Sei stato sacrificato quando invece avrebbero potuto scegliere chi ha corrotto le loro libido malate, seduto al tavolo insieme a noi.

Ci ho pensato a lungo, ci ho ragionato …
Non ci sono altre spiegazioni, la tua innocenza è palese: tu non sei come lui, come quel depravato, che non solo mi ricorda odiosamente vostra madre, nelle fattezze, ma anche nella subdola personalità.

Lo ha sempre difeso e tra simili ci si sceglie: puttana lei …

In compenso la tua divisa è appesa nell’armadio, potrai riaverla quando vuoi Brent.
Ho inviato questa mia alla residenza di quel ceffo, affinché anche quel finocchio senza spina dorsale, possa leggerla quanto prima.
Non riesco a definirlo figlio, per me è una disgrazia, ha rovinato anche te, separandoci.
E’ un dolore di cui dovrà rendermi conto, prima o poi.

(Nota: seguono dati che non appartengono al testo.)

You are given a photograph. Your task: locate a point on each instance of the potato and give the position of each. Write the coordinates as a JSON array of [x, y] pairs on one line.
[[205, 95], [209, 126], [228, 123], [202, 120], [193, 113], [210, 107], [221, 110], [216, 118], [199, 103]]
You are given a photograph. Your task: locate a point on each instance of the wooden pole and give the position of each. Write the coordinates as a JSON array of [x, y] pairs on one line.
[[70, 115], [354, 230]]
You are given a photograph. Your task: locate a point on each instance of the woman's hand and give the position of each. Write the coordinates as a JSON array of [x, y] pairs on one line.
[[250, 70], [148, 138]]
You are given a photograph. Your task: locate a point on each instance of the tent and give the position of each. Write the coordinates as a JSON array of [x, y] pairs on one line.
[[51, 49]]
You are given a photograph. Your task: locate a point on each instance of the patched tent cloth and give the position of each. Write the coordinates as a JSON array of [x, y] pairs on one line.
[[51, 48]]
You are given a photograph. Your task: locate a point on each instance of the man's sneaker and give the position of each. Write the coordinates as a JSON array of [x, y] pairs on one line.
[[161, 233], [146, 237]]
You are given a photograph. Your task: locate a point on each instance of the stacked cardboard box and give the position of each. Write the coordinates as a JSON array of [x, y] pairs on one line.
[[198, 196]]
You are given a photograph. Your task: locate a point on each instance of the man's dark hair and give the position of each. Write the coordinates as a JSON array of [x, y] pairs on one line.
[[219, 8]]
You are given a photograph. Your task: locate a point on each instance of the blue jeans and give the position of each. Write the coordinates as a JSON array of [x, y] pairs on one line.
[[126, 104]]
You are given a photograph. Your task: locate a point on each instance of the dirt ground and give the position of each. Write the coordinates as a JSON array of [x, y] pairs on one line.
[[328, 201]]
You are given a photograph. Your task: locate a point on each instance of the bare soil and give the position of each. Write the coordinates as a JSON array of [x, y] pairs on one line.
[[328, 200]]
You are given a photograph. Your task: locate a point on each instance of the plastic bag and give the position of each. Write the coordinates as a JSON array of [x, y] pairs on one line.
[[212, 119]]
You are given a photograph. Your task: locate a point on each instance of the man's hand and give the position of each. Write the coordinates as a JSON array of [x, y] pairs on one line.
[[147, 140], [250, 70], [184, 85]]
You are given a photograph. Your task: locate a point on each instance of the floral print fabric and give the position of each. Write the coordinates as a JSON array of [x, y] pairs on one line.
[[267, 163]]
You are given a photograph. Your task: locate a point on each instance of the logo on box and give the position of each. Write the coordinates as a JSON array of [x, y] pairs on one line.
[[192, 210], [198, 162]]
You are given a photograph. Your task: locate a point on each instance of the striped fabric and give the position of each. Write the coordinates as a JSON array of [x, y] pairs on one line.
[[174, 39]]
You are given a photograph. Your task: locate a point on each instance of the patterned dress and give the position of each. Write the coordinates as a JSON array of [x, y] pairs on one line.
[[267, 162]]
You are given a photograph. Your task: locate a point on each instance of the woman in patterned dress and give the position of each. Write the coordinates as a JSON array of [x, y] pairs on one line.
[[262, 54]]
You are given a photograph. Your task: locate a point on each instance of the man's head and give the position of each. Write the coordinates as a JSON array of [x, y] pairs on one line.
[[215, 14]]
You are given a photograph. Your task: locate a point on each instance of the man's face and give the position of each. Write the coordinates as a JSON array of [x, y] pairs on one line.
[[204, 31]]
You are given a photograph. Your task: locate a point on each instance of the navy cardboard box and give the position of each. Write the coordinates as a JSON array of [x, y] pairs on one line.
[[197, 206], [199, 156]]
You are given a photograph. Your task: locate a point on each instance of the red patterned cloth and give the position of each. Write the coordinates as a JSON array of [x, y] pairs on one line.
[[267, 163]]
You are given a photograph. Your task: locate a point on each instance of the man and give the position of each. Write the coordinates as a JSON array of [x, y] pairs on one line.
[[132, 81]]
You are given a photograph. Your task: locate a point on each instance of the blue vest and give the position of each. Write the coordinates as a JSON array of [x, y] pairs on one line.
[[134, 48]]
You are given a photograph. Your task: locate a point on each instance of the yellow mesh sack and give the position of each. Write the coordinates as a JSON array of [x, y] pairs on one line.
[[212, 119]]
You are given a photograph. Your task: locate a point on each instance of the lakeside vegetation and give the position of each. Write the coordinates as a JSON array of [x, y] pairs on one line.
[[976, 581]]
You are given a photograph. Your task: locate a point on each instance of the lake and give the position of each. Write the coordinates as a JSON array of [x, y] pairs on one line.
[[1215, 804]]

Vive in un ambiente corrotto, non lasciarti coinvolgere.
Non lasciarti sedurre.
Avrai sempre un posto nel mio cuore, così in questa casa, che è casa tua Brent.
Questo è il tuo mondo.
Ci vedremo presto.
Promesso. §

Brent arrivò all’ultima riga senza mai interrompersi, avvampando e tremando.

“E’ un delirio Louis, ma non volevo che ti arrivasse senza preavviso …” – disse a corto di ossigeno.

Louis era come cristallizzato.
Ridacchiò frastornato.

“Ha … ha fatto persino lo spiritoso, in principio, con quella storia del pc … e poi ha scritto il tuo nome di continuo e …”

“Louis …? Boo” – Haz provò a distrarlo – “Tesoro guardami, io sono qui!” – e lo afferrò per le braccia magre, inginocchiandosi.

“La colpa è quindi mia … se ti hanno stuprato …?”

“Louis ascolta”
“NO! Ascolta tu Brent, ma cosa ti dice il cervello!!? Ti prenderei a calci nelle palle, per questa tua iniziativa del cazzo!!” – gli urlò in faccia Harry, ormai fuori controllo.

“La mia intenzione è una sola, proteggere Louis, oltre me stesso, da quel pazzo! Ha scritto ci vedremo presto ed io al solo pensiero mi sono sentito morire! E mi sono precipitato qui, senza mettere filtri tra noi! So che potevo andare dal signor Meliti, metterlo in mezzo, però la mia priorità è Boo, quindi Harry cerca di capirmi!”

“No … No, non la accetto Brent, questa tua ingenuità!”

“SMETTETELA!!”
L’urlo di Louis ruppe oltremodo l’aria.

Era esasperato, sfinito, abusato anche da quell’ultimo, estremo sfregio inferto alla sua dignità da quell’odiato genitore.
Tomlinson senior non era un folle.
Era così: senza scuse, senza uscita.

Louis lo aveva imparato sulla propria pelle, guardandolo dritto negli occhi, implorando pietà in singhiozzi, la bocca piena di sangue, indifeso e spezzato.

Nulla lo aveva impietosito, né anni prima, né al locale sul boulevard.

Il ragazzino dal sorriso luminoso, dai modi gentili, vivace di una spensieratezza contagiosa, così diverso ed atipico in quell’ambiente rigido e sterile, era tutto ciò che quell’uomo detestava e condannava come sbagliato, anzi putrido.

Era la morte, perché troppo vivo.

Ed un po’ moriva, Louis, per l’ennesima volta, anche in quel preciso istante.